The war between humanity and Faerie devastated both sides. Or so fifteen-year-old Liza has been told. Nothing has been seen of heard from Faerie since, and Liza's world bears the scars of its encounter with magic. Corn resists being harvested; dandelions have thorns. Trees move with sinister intentions, and the town Liza calls home is surrounded by a forest that threatens to harm all those who wander into it. Still, Liza feels safe. Her father is strong and has protected their town by laying down strict rules. Among them: Any trace of magic must be destroyed, no matter where it is found.
Then Liza's sister is born with faerie-pale hair, clear as glass, and Liza's father leaves the baby on a hillside to die. When her mother disappears into the forest and Liza herself discovers she has the faerie ability to see--into the past, into the future--she has not choice but to flee. Liza's quest will take her into Faerie and back again, and what she finds along the way may be the key to healing both worlds.

Bones of Faerie is a dark fairy-tale twist with familiar things like moving trees with bad intentions and all together new things like glowing stones that explode when you touch them, and shadows that stalk you with motives unknown. This books is set in Missouri after the war between humanity and Faerie, and all that's left are a few towns, a sinister forest, and the gateway to Faerie itself: the St. Louis Arch. 

When Liza's sister is left to die on a hilltop because of the obvious faerie magic she is touched with, her mother leaves and goes into the forest. Soon after, Liza discovers she too is touched with magic, the ability to see. Liza's father despises magic, so to protect herself, she must leave her home and venture into the forest. Her wanderings lead to another town, one that accepts magic and teaches the children to use it, and she learns a secret about her mother. Now Liza must venture out into the forest once more and go through the gateway to Faerie, and find her mother. 

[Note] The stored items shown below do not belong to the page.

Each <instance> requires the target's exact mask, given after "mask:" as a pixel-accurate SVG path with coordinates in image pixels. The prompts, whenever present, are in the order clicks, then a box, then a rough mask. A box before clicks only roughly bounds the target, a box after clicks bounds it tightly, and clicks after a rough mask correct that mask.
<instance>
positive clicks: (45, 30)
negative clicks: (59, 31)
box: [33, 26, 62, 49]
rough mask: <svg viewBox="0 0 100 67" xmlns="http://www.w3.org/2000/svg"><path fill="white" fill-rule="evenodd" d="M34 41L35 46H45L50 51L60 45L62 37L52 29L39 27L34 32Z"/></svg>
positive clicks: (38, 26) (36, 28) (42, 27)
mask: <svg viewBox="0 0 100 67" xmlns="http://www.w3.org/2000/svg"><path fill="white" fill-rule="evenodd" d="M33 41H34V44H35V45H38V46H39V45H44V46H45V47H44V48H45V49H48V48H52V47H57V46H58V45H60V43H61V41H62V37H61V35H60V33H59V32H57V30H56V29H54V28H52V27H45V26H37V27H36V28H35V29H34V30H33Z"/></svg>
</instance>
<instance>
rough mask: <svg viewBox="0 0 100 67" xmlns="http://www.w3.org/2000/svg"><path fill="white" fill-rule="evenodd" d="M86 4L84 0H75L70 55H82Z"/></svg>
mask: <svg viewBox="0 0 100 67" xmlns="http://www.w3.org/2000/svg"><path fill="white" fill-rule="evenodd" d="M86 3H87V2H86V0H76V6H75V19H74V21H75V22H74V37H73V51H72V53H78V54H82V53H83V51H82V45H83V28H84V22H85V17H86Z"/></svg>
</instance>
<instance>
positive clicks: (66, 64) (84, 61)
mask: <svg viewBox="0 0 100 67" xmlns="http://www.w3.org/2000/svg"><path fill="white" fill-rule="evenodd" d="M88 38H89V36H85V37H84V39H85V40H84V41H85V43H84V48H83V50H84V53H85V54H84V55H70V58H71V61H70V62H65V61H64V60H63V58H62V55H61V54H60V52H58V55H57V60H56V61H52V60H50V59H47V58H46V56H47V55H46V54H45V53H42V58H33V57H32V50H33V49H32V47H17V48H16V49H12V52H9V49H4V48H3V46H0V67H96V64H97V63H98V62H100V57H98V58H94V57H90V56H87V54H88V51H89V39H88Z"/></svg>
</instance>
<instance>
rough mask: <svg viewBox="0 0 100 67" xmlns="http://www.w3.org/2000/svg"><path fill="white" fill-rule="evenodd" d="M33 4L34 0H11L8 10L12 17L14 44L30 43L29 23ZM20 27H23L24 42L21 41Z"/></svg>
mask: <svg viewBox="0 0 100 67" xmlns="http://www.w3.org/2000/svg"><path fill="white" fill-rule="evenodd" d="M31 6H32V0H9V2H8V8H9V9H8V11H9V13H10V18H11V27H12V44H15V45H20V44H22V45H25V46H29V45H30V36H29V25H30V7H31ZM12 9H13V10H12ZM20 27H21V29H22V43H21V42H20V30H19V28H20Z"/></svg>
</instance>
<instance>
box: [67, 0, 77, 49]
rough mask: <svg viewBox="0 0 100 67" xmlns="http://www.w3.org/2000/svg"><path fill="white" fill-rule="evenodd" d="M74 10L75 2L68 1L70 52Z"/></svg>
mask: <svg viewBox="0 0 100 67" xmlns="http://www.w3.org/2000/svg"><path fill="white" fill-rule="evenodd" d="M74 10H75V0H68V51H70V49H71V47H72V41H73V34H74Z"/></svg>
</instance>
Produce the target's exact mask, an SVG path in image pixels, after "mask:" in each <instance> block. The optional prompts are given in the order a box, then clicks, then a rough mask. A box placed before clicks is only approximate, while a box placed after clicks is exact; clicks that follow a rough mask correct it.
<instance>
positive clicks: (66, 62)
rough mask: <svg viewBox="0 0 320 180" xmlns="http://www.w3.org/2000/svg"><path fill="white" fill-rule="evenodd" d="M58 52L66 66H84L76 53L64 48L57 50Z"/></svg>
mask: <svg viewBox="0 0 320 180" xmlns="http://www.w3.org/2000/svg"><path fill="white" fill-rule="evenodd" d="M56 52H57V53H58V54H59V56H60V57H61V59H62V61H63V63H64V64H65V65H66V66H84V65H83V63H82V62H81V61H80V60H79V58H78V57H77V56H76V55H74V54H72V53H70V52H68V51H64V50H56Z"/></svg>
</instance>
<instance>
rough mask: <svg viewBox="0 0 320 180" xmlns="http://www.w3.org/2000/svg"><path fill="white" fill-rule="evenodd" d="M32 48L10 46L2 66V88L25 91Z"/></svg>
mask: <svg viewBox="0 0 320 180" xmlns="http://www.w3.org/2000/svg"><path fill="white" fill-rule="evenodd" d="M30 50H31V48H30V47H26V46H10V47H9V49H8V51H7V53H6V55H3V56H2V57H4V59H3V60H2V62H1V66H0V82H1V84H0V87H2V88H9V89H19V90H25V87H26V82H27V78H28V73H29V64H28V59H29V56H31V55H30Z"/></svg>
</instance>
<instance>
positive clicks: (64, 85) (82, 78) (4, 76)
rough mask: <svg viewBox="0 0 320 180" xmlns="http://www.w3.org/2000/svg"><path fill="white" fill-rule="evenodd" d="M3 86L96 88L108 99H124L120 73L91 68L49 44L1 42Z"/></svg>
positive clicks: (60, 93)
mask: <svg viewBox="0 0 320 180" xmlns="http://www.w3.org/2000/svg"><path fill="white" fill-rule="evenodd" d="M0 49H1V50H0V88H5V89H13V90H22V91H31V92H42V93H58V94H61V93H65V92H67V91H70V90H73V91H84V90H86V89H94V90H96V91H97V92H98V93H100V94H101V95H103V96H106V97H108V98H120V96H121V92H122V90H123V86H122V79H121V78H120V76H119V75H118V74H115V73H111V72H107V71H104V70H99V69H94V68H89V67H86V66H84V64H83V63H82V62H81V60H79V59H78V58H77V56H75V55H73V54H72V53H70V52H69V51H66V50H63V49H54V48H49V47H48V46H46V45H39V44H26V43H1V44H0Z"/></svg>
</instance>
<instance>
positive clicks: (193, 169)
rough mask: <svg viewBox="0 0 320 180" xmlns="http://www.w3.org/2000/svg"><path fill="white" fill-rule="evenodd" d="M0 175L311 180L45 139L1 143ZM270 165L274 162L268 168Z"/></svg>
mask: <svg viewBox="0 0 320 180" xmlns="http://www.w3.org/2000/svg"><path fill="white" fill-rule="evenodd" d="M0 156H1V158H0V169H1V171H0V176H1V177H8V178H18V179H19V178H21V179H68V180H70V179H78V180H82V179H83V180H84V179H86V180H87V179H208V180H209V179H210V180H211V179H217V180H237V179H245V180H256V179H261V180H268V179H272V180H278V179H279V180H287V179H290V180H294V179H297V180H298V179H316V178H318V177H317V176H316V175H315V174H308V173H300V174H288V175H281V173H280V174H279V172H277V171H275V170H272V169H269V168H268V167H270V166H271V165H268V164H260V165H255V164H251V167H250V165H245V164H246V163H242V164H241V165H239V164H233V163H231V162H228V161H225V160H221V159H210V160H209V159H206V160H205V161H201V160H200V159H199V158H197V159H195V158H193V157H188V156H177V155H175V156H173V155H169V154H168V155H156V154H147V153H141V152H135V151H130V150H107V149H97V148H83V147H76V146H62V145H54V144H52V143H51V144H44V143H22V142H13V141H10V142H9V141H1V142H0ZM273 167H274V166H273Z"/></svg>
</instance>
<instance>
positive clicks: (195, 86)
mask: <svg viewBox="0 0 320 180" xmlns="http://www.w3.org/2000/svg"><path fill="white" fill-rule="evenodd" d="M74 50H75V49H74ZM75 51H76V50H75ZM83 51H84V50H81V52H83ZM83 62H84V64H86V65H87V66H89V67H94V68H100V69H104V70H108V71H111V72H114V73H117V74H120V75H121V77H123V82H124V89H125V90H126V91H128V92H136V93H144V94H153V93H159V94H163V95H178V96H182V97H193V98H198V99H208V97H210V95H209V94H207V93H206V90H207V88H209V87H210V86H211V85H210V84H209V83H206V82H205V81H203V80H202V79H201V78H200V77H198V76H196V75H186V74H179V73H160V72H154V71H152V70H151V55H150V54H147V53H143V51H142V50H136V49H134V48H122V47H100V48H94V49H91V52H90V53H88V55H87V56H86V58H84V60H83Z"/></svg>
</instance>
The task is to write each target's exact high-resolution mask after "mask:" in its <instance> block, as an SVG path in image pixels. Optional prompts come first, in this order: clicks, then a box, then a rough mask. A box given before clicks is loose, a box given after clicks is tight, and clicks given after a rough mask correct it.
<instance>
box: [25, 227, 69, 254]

I enjoyed this book, with its dark twist on a fairy-tale. When Liza leaves her town, she realizes almost everything she knew about the world was wrong. Magic can heal as well as kill, and protect as well as harm. This book is about learning and trusting and fear and hiding. My kind of book. The characters were nicely developed, and the world was amazing with its familiarities and its strange new things, some all together dangerous. It was a good read, and I definately recomend it.